Cash-strapped coal miners get food vouchers
A financial lifeline has been thrown to hundreds of Wollongong coal miners who have not been paid for almost three weeks while their employer, Gujarat NRE Coking Coal Limited, seeks approval for a major restructuring next week, according to The Australian Financial Review.
The Construction Forestry Mining and Energy Union said yesterday that the miners would each receive about $1200 cash from funds contributed by the company to the industry’s Long Service Leave Fund.
Union leaders addressed a meeting of about 300 workers in Wollongong from Gujarat’s No. 1 and Wongawilli mines. CFMEU lodges have been buying supermarket vouchers to help feed the affected families.
IMF warns debt standoff to hit growth
In its sharpest intervention in the US budget shutdown, the International Monetary Fund has warned that a loss of market confidence in US Treasury bonds could lead to a global recession, according to the Sydney Morning Herald.
In its half-yearly World Economic Outlook, the IMF warns that a failure by Congress to raise the US debt ceiling “'could be very damaging” to the global economy.
“Reassessment of US sovereign risk could reduce global output by several percentage points of GDP,” the IMF says.
On its new forecasts released on Tuesday night, that would wipe out global growth.

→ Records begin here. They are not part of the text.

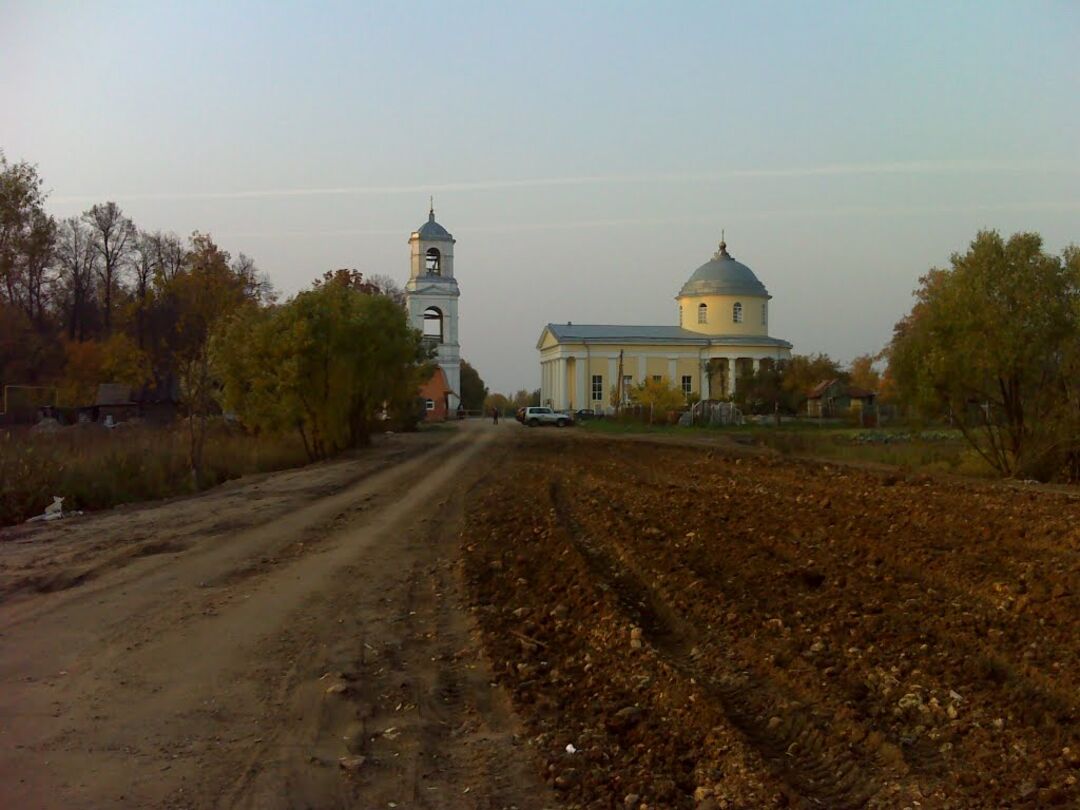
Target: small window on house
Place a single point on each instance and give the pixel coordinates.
(433, 261)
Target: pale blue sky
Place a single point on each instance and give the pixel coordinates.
(585, 159)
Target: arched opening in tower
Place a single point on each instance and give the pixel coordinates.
(433, 261)
(433, 324)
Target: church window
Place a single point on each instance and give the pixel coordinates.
(433, 323)
(433, 261)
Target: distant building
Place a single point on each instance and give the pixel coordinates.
(431, 297)
(436, 395)
(723, 334)
(836, 399)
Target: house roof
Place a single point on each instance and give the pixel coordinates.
(853, 391)
(432, 231)
(624, 334)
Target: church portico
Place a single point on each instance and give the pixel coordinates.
(723, 336)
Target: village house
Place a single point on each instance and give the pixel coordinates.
(431, 298)
(834, 399)
(721, 335)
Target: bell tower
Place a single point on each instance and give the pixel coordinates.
(432, 297)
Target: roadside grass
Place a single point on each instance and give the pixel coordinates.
(93, 468)
(930, 450)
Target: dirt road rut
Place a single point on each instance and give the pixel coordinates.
(289, 642)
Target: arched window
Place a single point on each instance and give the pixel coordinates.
(433, 323)
(433, 261)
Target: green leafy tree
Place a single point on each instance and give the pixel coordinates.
(27, 235)
(497, 402)
(658, 396)
(991, 342)
(473, 391)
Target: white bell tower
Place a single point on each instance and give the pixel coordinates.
(432, 298)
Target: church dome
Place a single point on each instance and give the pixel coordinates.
(723, 275)
(432, 231)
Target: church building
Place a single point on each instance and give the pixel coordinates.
(723, 334)
(431, 297)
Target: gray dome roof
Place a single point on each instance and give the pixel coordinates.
(432, 230)
(723, 275)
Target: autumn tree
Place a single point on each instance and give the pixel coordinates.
(27, 234)
(862, 373)
(326, 363)
(991, 342)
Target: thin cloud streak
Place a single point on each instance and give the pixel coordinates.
(910, 167)
(1064, 205)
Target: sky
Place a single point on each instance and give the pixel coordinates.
(584, 156)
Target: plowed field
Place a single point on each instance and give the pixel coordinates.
(679, 626)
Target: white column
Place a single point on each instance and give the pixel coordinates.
(561, 385)
(582, 395)
(612, 380)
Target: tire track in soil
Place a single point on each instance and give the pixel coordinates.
(815, 767)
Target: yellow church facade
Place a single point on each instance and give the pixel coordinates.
(723, 335)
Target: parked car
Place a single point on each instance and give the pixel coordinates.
(534, 417)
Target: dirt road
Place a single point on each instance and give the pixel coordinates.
(292, 640)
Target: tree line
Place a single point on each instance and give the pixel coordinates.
(92, 298)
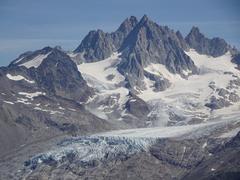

Industry rejects landholder royalties
The resource sector has rejected calls to give landholders US-style rights to resources royalties, saying the move could open up legal action and might not improve access to coalseam-gas rich land, according to The Australian.
Giving landholders a greater share of mineral and energy resources, which in Australia are owned by the state, has been raised as a way to ease opposition to CSG, which has frozen development in Victoria and many areas of NSW.
But the practicalities of the measure may block any moves to give landholders direct royalties from production on their land.